Resignations, Refusals Mount as Cops Resist Vaccine Mandates
Nearly 20 percent of Massachusetts State Police employees remain unvaccinated and now face termination as dozens of their fellow officers resign. It's the latest indication of widespread defiance, as COVID becomes the leading cause of death among U.S. police.
In response to Massachusetts Gov. Charlie Baker’s recent executive order requiring department employees to show proof of vaccination on or before October 17 or face termination, dozens of state Police troopers have put in their resignation papers, reports NPR.
State Police Association president Michael Cherven said the troopers should have “reasonable alternatives” to being required to get vaccinated, such as wearing masks and being tested regularly.
Despite the opposition, a state judge denied a request from the state’s police union to block the governor’s vaccine mandate for troopers, giving unvaccinated troopers just a few days to get their first vaccine.
The report from Massachusetts is the latest troubling development in the growing opposition from law enforcement and other first responders to required vaccinations.
COVID-19 is now the leading killer of law enforcement officers in the U.S., according to the Officer Down Memorial Page, a nonprofit that tracks police officer deaths, reports the Wall Street Journal.

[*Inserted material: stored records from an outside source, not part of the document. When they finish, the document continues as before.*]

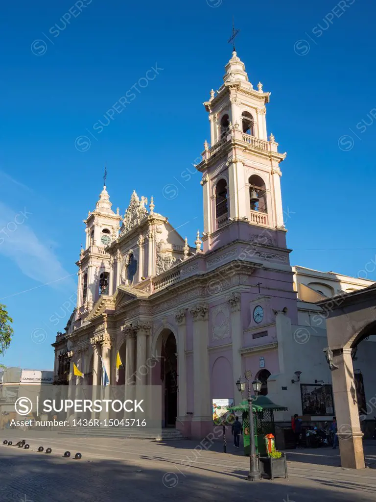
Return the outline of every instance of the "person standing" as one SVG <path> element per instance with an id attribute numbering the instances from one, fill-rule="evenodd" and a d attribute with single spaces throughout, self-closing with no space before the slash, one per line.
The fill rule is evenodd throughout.
<path id="1" fill-rule="evenodd" d="M 302 421 L 295 413 L 291 420 L 291 427 L 295 436 L 295 448 L 300 447 L 300 435 L 302 433 Z"/>
<path id="2" fill-rule="evenodd" d="M 233 424 L 231 431 L 234 436 L 234 446 L 235 448 L 239 448 L 240 436 L 243 432 L 243 427 L 239 421 L 239 417 L 235 417 L 235 421 Z"/>
<path id="3" fill-rule="evenodd" d="M 333 422 L 331 423 L 330 425 L 330 430 L 333 433 L 333 446 L 332 448 L 335 450 L 337 447 L 337 445 L 338 444 L 338 436 L 337 435 L 337 431 L 338 430 L 338 428 L 337 426 L 337 419 L 335 417 L 333 417 Z"/>

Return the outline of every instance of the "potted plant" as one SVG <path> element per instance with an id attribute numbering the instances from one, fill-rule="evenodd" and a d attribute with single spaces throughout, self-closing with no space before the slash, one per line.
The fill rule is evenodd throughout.
<path id="1" fill-rule="evenodd" d="M 274 447 L 267 456 L 259 456 L 260 472 L 270 479 L 275 477 L 287 478 L 287 464 L 286 453 L 282 453 Z"/>

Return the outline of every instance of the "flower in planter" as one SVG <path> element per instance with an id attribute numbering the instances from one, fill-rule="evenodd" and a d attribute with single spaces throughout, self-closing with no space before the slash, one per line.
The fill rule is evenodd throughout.
<path id="1" fill-rule="evenodd" d="M 272 458 L 280 458 L 282 457 L 282 453 L 278 450 L 273 450 L 269 453 L 269 456 Z"/>

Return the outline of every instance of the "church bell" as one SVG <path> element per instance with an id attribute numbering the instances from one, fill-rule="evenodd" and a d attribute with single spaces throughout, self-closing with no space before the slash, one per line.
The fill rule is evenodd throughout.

Since January 2020, 420 have died from the disease, compared with 92 from gunfire, the second leading cause of death.
In Los Angeles, just 47 percent of the police department’s 12,000 employees were fully vaccinated as of Sept. 3, a department spokesman said, compared with 68 percent of all L.A. county residents 12 or older.
In San Diego, those rates are 50 percent, compared with 78 percent. In New York City, 61 percent of officers have gotten at least one vaccine dose, compared with 81 percent of all residents 12 and over.
Similarly low vaccination rates have been reported among other frontline workers such as fire department personnel.
In some cities, police have also balked at enforcing regulations requiring masks at certain venues or other public health requirements.
In New York, the city’s fire department—which has more than 17,000 uniform and civilian employees—has barely increased its vaccination rate since the beginning of September, reports The Gothamist.
The New York Department of Correction has the lowest reported vaccination rate of city workers: 48 percent.
Officers and other frontline workers have offered a variety of explanations for their refusal to be vaccinated, some citing their objections to government mandates with others claiming medical exemptions.
The right of public safety workers to refuse such requirements was rejected in a 1905 Supreme Court decision, which upheld a Cambridge, Mass., mandate that all residents should be vaccinated against smallpox in the interest of public safety.